A low-flying helicopter will reportedly make several passes over the Boston Marathon route this week to measure naturally occurring radiation.

The survey is at the request of marathon organizers and state and local officials, according to the State House News, and is meant to compare changes in radiation levels and detect radiological threats. 

"That data that we collect is provided to said parties and gives them a baseline of what the situation looks like today," Shelley Laver, deputy director of public affairs for the NNSA, told the News Service.

Between Tuesday and Friday, the National Nuclear Security Administration will use the twin-engine Bell 412 helicopter to make a grid pattern above the 26.2 mile route at about 150 feet above the ground at speeds of about 80 miles per hour, the agency said. Officials want residents to be aware of the survey so they do not become alarmed, CBS reported.
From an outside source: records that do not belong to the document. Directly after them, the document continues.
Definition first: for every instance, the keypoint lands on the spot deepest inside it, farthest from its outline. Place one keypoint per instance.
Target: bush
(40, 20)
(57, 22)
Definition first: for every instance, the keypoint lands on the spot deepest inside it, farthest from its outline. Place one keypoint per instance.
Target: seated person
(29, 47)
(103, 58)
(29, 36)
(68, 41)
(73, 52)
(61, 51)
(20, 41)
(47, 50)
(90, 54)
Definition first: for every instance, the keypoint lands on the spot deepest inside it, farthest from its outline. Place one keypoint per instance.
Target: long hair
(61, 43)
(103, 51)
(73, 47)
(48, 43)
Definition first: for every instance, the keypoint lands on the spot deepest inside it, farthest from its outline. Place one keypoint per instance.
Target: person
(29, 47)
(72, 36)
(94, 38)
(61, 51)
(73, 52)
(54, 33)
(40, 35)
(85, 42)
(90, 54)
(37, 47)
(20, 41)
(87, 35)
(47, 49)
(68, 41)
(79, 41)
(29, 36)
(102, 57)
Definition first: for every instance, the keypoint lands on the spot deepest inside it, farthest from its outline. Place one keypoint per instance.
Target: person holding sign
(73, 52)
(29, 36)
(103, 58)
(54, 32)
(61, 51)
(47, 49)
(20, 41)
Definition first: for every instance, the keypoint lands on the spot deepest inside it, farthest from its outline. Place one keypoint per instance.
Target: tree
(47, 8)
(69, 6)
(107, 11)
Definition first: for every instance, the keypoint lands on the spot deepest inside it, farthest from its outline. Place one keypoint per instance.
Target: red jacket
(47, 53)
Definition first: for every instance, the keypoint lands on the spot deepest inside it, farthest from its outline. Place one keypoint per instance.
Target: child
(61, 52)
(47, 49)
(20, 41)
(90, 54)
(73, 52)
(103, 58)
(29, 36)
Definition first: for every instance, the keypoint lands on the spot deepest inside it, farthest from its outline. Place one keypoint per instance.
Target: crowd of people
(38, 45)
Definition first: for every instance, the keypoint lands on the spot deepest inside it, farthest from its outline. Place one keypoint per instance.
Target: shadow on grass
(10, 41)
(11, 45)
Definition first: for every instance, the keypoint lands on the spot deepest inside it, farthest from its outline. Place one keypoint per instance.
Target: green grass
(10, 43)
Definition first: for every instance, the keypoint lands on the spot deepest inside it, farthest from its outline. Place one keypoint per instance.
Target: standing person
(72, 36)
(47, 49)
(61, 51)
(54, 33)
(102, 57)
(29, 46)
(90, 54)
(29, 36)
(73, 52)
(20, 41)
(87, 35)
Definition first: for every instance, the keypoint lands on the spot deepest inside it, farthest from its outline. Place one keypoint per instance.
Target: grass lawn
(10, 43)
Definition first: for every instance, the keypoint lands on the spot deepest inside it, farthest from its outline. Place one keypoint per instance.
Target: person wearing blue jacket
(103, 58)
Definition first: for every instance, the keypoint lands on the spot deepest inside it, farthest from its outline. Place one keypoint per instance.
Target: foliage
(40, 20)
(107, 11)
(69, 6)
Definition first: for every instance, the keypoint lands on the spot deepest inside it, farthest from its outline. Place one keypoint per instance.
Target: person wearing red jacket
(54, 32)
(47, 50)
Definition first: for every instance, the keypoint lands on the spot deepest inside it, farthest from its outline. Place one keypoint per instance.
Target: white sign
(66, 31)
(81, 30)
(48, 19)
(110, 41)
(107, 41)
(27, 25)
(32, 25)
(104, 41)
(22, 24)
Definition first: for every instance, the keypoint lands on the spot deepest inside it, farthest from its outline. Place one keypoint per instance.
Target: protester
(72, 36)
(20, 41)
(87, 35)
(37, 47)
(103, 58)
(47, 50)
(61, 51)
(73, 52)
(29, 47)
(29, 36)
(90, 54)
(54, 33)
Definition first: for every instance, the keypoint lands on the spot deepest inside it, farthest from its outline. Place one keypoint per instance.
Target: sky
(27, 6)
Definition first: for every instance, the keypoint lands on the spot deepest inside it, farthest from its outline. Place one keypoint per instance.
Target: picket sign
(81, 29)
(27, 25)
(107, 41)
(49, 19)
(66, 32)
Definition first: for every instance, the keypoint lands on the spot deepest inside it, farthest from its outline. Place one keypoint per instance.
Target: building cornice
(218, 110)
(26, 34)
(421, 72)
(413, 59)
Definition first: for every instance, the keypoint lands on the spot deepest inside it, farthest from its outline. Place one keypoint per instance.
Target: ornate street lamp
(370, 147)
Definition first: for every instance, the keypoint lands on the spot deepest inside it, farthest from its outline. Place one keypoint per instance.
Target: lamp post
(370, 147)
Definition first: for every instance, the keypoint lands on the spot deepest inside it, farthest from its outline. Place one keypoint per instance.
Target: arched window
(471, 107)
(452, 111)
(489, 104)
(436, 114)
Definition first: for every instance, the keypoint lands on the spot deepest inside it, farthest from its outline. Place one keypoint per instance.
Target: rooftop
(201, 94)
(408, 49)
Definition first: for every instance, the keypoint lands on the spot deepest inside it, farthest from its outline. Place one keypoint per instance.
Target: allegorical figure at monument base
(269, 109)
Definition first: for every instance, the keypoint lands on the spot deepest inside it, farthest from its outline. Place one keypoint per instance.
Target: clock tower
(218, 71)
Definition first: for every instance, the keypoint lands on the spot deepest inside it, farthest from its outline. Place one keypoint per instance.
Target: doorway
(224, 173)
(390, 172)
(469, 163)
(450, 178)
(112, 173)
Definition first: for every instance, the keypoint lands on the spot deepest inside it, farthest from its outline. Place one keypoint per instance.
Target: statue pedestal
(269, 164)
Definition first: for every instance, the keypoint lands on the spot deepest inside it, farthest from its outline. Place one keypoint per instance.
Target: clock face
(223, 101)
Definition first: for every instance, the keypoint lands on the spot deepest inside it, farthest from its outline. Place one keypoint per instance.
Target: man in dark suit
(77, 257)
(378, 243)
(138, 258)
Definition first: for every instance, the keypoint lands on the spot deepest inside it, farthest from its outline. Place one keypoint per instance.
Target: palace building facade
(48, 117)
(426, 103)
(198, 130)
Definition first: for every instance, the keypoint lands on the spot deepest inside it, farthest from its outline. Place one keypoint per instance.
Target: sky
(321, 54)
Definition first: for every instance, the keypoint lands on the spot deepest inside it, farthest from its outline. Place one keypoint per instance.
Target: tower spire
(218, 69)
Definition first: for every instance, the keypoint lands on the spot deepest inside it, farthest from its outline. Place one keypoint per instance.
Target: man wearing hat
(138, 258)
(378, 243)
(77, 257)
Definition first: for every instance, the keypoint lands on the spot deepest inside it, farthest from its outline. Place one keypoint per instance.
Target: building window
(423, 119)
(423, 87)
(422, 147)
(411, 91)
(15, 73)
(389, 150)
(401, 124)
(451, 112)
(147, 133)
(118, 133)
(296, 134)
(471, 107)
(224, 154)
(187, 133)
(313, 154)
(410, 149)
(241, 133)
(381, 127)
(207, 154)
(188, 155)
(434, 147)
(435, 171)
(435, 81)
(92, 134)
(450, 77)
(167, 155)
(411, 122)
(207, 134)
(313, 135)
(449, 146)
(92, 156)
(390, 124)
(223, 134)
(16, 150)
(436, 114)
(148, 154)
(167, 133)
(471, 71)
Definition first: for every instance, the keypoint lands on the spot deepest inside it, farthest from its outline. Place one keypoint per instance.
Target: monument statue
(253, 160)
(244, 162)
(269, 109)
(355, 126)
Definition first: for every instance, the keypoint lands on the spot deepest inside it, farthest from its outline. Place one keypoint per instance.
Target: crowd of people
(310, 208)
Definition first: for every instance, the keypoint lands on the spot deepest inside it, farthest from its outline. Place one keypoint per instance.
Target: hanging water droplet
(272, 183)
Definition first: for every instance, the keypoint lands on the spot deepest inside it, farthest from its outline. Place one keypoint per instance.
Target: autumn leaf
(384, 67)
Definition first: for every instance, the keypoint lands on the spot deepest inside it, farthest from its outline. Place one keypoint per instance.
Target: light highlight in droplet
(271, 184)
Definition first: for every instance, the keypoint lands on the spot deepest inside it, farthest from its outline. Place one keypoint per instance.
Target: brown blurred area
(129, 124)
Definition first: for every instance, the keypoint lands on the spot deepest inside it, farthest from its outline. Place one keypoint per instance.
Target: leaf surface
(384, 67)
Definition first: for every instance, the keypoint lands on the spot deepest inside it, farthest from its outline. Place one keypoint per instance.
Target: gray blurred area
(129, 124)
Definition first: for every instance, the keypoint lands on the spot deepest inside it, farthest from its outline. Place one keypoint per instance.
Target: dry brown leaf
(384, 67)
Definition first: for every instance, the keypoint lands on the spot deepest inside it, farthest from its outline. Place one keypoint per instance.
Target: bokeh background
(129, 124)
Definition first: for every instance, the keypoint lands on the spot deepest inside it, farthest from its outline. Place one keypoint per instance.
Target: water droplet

Related: No credible threats to 2016 Boston Marathon

The NNSA has conducted a radiation survey in the Boston area before the Boston Marathon each of the last two years. Three years ago, terrorists detonated two pressure cooker bombs near the marathon finish line, killing three and injuring more than 260 spectators.

According to the United States Government Accountability Office, the surveys can also be used to "measure contamination levels after a radiological attack to assist in and reduce the costs of cleanup efforts."

"If something were to occur, they would have that, and if there was suspicion of some sort of a use of nuclear or radiological source in any kind of event, federal, state and local teams would come in and assess and be able to do a comparison to the baseline," Laver said.